2.6 competent preparation of Lactobacillus plantarum L-ZS9

a. Add 500. mu.L of 20% glycine stock to 9.5mL of MRSS (MRSS +0.3M glucose); inoculating Lactobacillus plantarum L-ZS9 to the above culture medium at an inoculation amount of 1%, and allowing the strain to grow to OD_600nmAround 0.6;

b. placing the cultured bacterial liquid into a 4mL centrifuge tube, centrifuging at 5000rpm and 4 ℃ for 10min, and collecting thalli;

c. remove supernatant, add 2mL Washing Buffer (0.3M sucrose, 0.1M MgCl)₂) Washing the precipitate, centrifuging at 5000rpm and 4 deg.C for 10min, and collecting thallus; repeating the steps;

d. removing supernatant, adding 2mL of 30% PEG-1500, resuspending, centrifuging at 5000rpm and 4 deg.C for 10 min;

e. removing supernatant, adding 200 μ L30% PEG-1500, resuspending, dividing into 20 μ L tubes, and placing on ice or quick freezing with liquid nitrogen and storing in-80 deg.C refrigerator.
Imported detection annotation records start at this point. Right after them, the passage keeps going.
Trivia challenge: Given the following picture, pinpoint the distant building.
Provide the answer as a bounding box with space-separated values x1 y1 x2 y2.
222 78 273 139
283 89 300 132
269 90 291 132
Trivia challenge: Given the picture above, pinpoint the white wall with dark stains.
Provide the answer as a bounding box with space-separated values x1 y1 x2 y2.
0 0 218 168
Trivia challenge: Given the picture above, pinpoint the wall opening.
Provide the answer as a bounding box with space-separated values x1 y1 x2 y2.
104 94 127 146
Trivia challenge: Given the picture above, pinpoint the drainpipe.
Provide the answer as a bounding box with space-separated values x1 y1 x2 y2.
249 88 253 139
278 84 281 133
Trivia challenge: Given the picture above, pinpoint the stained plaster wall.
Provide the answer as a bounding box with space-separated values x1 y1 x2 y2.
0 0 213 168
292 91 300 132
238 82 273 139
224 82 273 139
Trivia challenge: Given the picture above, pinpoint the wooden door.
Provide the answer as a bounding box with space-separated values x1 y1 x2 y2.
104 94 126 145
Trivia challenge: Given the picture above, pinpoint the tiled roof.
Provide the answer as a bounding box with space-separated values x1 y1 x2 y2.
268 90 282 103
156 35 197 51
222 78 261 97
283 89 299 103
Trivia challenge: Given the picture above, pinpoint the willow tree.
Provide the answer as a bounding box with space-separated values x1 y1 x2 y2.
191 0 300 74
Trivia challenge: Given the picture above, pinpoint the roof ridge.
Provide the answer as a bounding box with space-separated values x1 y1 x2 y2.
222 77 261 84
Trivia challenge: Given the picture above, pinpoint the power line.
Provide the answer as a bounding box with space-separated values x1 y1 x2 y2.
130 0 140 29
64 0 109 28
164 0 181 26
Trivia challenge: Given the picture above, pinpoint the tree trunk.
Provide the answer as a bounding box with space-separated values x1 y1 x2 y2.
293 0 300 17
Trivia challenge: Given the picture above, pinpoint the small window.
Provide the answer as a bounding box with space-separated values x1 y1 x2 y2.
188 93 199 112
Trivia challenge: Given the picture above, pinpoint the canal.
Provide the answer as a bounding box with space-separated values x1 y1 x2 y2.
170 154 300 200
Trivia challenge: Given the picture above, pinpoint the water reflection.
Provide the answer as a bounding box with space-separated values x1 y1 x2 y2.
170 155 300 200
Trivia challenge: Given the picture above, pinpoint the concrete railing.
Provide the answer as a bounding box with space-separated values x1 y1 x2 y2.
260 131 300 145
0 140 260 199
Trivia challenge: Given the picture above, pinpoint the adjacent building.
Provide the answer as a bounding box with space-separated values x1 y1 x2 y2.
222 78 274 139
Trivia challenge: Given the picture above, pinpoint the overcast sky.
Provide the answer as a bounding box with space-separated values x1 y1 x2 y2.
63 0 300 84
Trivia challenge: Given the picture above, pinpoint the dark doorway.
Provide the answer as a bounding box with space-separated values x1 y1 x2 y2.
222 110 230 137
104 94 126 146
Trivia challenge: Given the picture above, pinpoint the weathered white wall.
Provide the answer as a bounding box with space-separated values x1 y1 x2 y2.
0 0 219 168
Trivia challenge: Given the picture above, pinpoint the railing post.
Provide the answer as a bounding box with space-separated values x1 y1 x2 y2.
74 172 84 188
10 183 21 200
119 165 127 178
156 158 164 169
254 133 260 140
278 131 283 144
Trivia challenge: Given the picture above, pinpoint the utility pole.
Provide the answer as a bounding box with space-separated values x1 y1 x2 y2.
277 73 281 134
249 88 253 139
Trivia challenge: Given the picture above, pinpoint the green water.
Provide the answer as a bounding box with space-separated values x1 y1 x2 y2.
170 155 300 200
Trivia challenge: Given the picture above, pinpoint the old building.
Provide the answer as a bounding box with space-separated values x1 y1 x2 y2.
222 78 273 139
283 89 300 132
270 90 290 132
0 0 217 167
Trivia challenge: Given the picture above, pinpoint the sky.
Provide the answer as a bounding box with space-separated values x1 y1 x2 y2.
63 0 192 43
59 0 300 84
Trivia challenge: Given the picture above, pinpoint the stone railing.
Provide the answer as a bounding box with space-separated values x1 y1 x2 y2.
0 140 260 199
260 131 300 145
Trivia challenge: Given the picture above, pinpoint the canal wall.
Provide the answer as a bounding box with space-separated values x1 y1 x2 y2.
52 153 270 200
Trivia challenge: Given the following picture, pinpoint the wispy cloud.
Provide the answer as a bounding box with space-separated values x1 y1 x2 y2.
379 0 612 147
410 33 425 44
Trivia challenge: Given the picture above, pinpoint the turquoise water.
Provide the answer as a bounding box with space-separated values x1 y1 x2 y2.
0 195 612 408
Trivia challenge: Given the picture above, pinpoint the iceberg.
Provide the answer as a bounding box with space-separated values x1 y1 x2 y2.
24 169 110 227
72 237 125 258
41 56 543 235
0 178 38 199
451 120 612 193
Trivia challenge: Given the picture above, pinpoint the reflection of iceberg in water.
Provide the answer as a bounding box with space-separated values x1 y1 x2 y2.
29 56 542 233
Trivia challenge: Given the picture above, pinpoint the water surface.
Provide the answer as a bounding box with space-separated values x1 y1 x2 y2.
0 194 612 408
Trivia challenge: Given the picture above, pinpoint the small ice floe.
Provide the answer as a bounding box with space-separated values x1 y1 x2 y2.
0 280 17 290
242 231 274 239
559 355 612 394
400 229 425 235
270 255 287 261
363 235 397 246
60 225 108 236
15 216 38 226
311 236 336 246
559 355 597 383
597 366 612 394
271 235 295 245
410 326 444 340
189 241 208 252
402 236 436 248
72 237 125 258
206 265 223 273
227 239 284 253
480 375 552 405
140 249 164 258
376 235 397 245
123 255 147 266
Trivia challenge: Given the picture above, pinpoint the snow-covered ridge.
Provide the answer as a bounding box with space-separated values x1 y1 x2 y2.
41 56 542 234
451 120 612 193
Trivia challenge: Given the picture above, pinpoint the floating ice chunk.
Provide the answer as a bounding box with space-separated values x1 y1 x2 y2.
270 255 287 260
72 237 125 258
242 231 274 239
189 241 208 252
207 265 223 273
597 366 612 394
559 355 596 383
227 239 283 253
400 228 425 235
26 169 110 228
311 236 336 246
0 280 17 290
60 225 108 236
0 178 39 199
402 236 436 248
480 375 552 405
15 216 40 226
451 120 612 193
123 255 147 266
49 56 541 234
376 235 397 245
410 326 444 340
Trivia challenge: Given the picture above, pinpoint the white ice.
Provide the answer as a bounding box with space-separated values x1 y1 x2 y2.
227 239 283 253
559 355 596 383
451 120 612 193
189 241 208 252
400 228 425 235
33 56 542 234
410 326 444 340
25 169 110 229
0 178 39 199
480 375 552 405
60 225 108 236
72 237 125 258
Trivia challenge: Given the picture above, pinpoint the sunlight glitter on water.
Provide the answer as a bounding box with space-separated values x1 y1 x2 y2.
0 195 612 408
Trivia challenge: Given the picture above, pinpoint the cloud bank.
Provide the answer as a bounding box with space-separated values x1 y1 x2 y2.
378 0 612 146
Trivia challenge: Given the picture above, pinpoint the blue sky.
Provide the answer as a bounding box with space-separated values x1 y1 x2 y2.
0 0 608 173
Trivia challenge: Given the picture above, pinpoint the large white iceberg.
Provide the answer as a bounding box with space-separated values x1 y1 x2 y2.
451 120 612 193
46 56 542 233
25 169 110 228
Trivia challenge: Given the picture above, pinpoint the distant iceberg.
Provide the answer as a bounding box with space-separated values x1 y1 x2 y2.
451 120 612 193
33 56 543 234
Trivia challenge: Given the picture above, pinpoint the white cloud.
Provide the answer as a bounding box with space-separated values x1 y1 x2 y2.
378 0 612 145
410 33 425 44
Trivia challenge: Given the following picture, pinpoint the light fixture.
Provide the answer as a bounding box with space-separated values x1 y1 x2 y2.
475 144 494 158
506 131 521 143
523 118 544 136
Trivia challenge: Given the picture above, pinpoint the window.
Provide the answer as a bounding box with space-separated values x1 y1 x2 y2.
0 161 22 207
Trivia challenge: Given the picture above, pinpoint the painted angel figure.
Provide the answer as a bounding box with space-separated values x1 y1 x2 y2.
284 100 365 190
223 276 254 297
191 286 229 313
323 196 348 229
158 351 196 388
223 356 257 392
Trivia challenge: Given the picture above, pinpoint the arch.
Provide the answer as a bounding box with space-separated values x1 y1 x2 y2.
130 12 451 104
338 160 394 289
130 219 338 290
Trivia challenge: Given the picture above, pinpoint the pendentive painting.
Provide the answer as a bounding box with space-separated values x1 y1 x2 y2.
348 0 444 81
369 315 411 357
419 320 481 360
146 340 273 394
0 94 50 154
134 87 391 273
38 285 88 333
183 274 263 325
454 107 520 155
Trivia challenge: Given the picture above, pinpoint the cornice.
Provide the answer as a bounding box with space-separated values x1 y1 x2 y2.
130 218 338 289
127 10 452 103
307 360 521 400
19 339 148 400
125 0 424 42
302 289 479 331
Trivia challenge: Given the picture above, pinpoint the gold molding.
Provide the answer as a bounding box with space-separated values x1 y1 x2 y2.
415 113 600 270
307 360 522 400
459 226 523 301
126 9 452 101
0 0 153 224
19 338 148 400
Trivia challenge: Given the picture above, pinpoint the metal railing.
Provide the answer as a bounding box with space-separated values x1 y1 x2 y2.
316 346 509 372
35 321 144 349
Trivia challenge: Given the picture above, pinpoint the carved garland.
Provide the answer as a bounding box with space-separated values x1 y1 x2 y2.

2.7 transformation of recombinant plasmids

The overexpression plasmid is introduced into a Lactobacillus plantarum L-ZS 9-like competent cell by an electric shock transformation method to obtain a pMG76e no-load introduction strain (figure 3) and a luxS overexpression strain (figure 4), and the specific implementation steps are as follows:

a. mixing 1. mu.L of recombinant plasmid luxS-pMG76e DNA with 20. mu.L of competent cells, placing on ice, transferring into a 2mm electric shock cup, and carrying out ice bath for 6min to ensure that no bubbles exist;

b. setting a click program: 1.5KV, 25 μ L, 400 Ω; after clicking, standing for 5min on ice;

c. adding 0.5mL of MRSSM recovery culture medium, transferring the mixture into a 1.5mL centrifuge tube, and culturing for 2h at 37 ℃;

d. centrifuging the recovered bacteria liquid at the normal temperature of 5000rpm for 5min, removing 400 mu L of supernatant, coating the supernatant on an MRS plate containing 3 mu g/mL erythromycin, and culturing at 37 ℃ for 48 h.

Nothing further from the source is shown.